How are we defining bad movies? Because Happy Gilmore is also amazing and terrible and Christopher McDonald gave a genuinely good acting performance as Shooter McGavin. Fully committed, loved it.

ballsofsteelandfury

I’m taking Bob Barker then

Rikki-Tikki-Deadly

1. Leland Orser in Alien: Resurrection. I’m sure this pick would be available all day, but it’s the first thing to come to mind. I was super-high when I watched this movie so I enjoyed it, but I’m told by objective viewers that it’s quite terrible.
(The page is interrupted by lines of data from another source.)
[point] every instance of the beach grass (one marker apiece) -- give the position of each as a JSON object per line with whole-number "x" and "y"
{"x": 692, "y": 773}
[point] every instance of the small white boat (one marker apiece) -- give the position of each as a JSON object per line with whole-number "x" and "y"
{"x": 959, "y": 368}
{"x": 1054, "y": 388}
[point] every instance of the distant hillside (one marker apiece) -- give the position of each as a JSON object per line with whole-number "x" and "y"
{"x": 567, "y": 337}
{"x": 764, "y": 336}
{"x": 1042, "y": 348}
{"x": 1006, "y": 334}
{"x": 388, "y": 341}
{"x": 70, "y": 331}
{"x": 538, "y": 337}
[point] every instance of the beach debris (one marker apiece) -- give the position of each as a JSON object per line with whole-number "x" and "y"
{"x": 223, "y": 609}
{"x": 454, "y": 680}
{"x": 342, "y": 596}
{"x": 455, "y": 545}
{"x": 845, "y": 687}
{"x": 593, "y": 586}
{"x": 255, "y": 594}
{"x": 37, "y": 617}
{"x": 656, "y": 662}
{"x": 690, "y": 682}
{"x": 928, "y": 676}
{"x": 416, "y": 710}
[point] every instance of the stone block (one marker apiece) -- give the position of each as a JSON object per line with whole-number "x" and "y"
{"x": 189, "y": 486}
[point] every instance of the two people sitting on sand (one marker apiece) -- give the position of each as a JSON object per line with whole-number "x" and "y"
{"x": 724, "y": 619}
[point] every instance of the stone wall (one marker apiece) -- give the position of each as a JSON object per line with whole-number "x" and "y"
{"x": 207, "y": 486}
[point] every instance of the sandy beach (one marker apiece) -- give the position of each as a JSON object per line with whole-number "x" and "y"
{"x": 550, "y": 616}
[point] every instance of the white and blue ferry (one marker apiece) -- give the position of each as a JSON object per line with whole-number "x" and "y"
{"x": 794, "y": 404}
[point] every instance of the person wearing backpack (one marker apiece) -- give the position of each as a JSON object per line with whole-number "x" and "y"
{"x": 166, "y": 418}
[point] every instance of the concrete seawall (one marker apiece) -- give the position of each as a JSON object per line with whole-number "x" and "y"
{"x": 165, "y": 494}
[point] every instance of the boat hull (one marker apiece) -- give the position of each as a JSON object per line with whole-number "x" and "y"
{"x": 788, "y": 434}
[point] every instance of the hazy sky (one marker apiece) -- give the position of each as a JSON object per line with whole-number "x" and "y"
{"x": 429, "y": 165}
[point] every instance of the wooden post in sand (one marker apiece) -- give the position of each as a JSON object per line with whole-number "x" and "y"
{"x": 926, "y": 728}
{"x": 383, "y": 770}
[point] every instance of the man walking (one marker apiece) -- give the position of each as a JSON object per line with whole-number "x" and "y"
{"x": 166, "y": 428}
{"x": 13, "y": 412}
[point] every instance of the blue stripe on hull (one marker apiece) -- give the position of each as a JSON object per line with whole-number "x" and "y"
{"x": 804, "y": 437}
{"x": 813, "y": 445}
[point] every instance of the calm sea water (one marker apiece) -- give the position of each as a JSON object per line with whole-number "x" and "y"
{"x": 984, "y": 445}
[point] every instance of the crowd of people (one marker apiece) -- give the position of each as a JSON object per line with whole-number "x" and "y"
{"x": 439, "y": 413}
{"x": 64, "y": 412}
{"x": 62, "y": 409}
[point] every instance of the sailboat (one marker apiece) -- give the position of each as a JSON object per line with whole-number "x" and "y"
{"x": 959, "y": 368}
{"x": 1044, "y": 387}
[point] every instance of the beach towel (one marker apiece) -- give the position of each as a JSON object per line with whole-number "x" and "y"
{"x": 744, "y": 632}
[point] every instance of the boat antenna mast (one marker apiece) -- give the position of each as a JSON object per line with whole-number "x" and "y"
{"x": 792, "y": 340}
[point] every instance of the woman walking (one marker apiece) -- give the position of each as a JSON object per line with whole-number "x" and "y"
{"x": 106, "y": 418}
https://www.youtube.com/watch?v=PxDfECfLlF8

Rikki-Tikki-Deadly

Oh – you may remember Leland Orser as “prostitute’s john who was forced to wear the knife dildo suit in Se7en”, another excellent role of his which seems ineligible for this draft because the movie itself was also quite excellent.

Doktor Zymm

That always pissed me off for the very obvious reason that the prostitute isn’t doing it for lust while the john IS, yet she’s the one who dies

Doktor Zymm

The wife was also killed for no reason, I’m pretty sure the screenwriter was just misogynistic

Rikki-Tikki-Deadly

The plight of the “Pride” victim certainly supports that theory. But I wouldn’t say the wife was killed for no reason – it was to spring the “Wrath” trap and complete the seven sins cycle.

Doktor Zymm

No reason in that she didn’t commit any sins, so it’s inconsistent with his whole schtick

Rikki-Tikki-Deadly

That’s true. But there were plenty of inconsistencies in his schtick anyways. I always thought his victim selection of “Sloth” showed as much – it would have made much more sense for him to select a rich, lazy socialite, like a Paris Hilton type.